Helping your child with their anger.

Everyone gets angry and children are no different- here's how to help out.

Everyone gets angry and children are no different to adults and struggle to manage their anger and emotions at times. The important thing to remember is that children learn a lot of their behaviour from their parents and from their home, so if your kiddie is becoming angry and lashing out maybe it is time you evaluated how you all behave at home. There are things you can do to help your child and hopefully with a few of these tips it will ease your nipper’s woes and your frustrations.
  • Recognise the signs and try to intervene before your child’s temper gets the better of him/her- Parents know their children better than anybody so you are the best person to recognise the signs of your kiddie’s anger. Once you know the signs it allows you to be ahead and try to intervene and calm your tot before things get out of hand or at least not let the situation boil over.

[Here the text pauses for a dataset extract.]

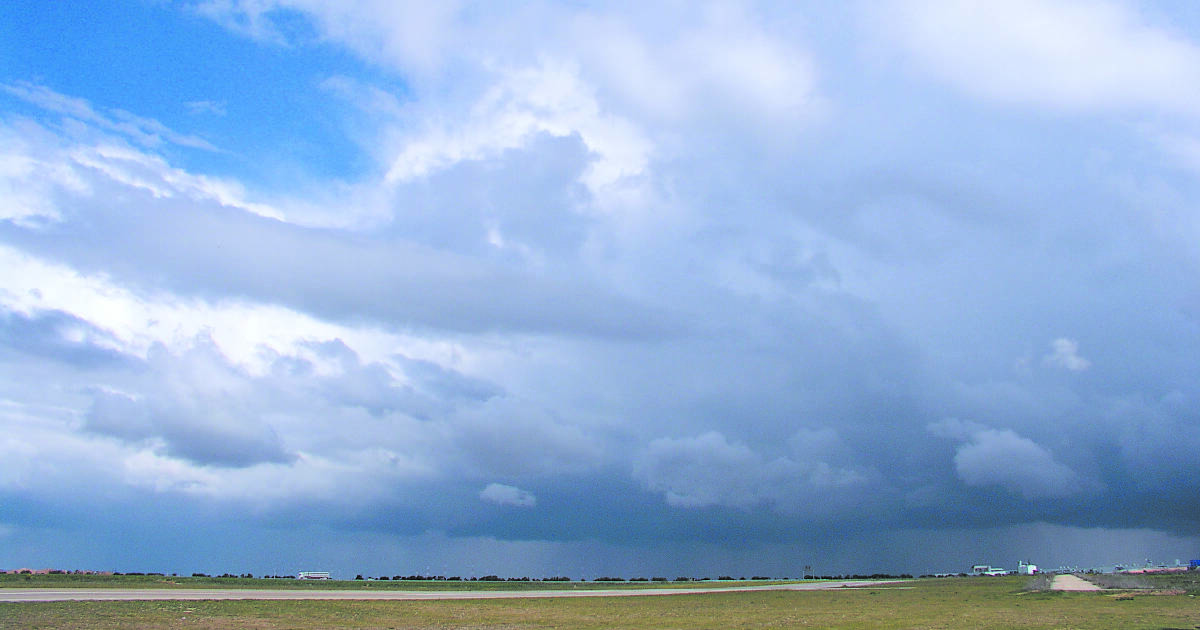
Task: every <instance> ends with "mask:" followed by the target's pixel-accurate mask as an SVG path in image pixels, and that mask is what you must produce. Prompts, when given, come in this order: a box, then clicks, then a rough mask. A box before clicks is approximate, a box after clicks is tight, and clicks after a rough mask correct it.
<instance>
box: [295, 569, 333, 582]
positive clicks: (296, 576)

  • Find the source of the problem- Most children get angry for good reasons but others will lose their mind over simply not being allowed a new toy which obviously is unacceptable. Remind your child that if they really want something they will have to wait and throwing a tantrum will not help matters, remain consistent and don’t back down to avoid a scene as this will only add fuel to the fire. If your kiddie is genuinely angry for a very real reason (like their best friend has found another pal) you need to offer them help and support, allow your tot to be upset but remind them that lashing out at others will not be abided.
  • Remain calm at all times- Easier said than done I know but it is imperative that a parent remains cool and calm in the face of their child’s fury. Two people shouting and roaring at each other will not clear the problem up, alternatively sit down to your kiddie’s level and calmly speak to them. Ask your child what can you do to help? Don’t nag or be authoritative, just be a listening ear and try to let your child open up. 
  • Problem solve together to find a solution- There is usually a perfectly good solution to any problem but children haven’t necessarily learnt how to deal with their issues and that is where parents come in. Teaching your nipper how to deal with problems and showing them how to deal with them are very important lessons, be a good role model and your child should follow suit.
  • Use their favourite toy or blanket as a comfort to calm your child or to distract them- Every kid has a favourite item and it can be very useful to use this in the face of a major meltdown on your child’s part. Having their favourite thing can be really soothing or asking your child to play a game or to read a book together can go a long way in calming an irate child.
  • Give them some time to think but stay close by- If your child needs it let him take some time alone but remain close by, it doesn’t mean you are punishing them rather you are allowing your child time to think and gather their little thoughts. Give them a few minutes and ask your child if you can come in to their room for a sit down, calmly talking about what just happened and how to move forward together.
Children will always get angry, sure even parents do but be there for them and hopefully their anger will dwindle which will make life easier in the long run.